Often, the best way to deploy machine learning models to warehouses is with lambda functions. The lambda can be customized to match your Python development environment. If you use Docker, the lambda can even be scaled quite large to accommodate your memory-hungry language or image model.
With Redshift, you don’t even need to slap an API gateway on that lambda function before calling it from your warehouse. And if data science and warehousing are organizationally separate, no problem. You can call a lambda function that’s in another AWS account.
The problem: Batch inference efficiency
There’s a hitch: Most of the time, when calling ML models from warehouses, we’re doing batch inference. But when you call your model in batch using an UPDATE statement, Redshift calls your model one row at a time! Not exactly efficient.
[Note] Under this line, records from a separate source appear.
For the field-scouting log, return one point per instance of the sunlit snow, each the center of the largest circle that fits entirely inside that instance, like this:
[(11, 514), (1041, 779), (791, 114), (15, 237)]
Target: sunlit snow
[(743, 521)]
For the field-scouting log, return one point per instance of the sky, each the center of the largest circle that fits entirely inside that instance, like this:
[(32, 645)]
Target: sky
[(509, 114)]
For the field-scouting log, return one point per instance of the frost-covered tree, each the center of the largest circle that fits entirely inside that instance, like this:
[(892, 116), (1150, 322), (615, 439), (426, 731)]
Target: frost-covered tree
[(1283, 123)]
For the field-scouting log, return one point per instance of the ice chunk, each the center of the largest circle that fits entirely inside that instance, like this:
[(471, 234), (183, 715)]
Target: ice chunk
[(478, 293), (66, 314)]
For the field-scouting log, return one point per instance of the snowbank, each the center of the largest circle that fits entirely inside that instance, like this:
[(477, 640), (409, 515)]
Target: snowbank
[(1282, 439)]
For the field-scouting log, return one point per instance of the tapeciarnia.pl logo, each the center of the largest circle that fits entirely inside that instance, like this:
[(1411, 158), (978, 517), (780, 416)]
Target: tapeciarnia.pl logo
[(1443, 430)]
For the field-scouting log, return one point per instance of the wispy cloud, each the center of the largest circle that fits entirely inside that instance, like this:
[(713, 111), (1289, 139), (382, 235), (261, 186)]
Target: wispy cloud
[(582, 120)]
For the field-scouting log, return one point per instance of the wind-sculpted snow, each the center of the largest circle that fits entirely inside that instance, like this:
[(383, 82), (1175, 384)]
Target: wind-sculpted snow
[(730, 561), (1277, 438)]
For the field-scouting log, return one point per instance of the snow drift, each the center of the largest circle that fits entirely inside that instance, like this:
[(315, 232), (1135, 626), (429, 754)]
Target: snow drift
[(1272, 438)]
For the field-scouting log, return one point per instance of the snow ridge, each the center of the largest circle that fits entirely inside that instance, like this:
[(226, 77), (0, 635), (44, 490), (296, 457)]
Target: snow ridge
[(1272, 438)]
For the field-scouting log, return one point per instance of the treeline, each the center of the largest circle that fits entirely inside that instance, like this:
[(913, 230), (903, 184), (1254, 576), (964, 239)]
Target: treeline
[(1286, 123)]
To see how bad it gets ,let’s take a look at our trusty NBA points predictor. This model is a simple linear regression that predicts the number of points an NBA player will score. It’s loaded into a lambda function that’s called by the Redshift external function “ext_predict_points_latest”.
Finally, because this can get quite slow, we’ve got a “slim_nba_game_details” table that’s only 500 rows.
Let’s try calling our lambda function in a simple UPDATE statement that asks for 500 inferences in batch:
{%CODE sql%}
update slim_nba_game_details set predicted_points = ext_predict_points_latest(FGM);
{%/CODE%}
This takes a whopping 3m46.9s! About 450ms seconds per inference. If we want to scale this up, this architecture will not fly.
The solution: Inference in a SELECT
The problem is that Redshift doesn’t like to batch calls inside an UDPATE statement. It’s happy to do so, though, inside a SELECT statement.
So how to proceed? Simple! Ask for all your predictions first, in a SELECT statement. To capture them, we’ll use a temporary table. Let’s begin by creating that table.
{%CODE sql%}
create temp table predictions_tbl (uuid varchar, predicted_points numeric);
{%/CODE%}
This took a near-instantaneous 19ms. We do need a join key into our main table. Our table happens to use UUID’s, so we’ve got one here. Integer primary keys are just as good.
Now let’s get our inferences in batch, inserted into the temp table:
{%CODE sql%}
insert into predictions_tbl (uuid, predicted_points)
select uuid, ext_predict_points_latest(FGM)as predictions
from slim_nba_game_details;
{%/CODE%}
Note that we’re selecting the UUID’s out of the slim_nba_game_details table at inference time, so we can use them to join later!
Importantly, this took only 5.1s! 10ms per inference, or about 45X faster than the UPDATE call! If you’re doing large batches, this is well worth the extra complexity.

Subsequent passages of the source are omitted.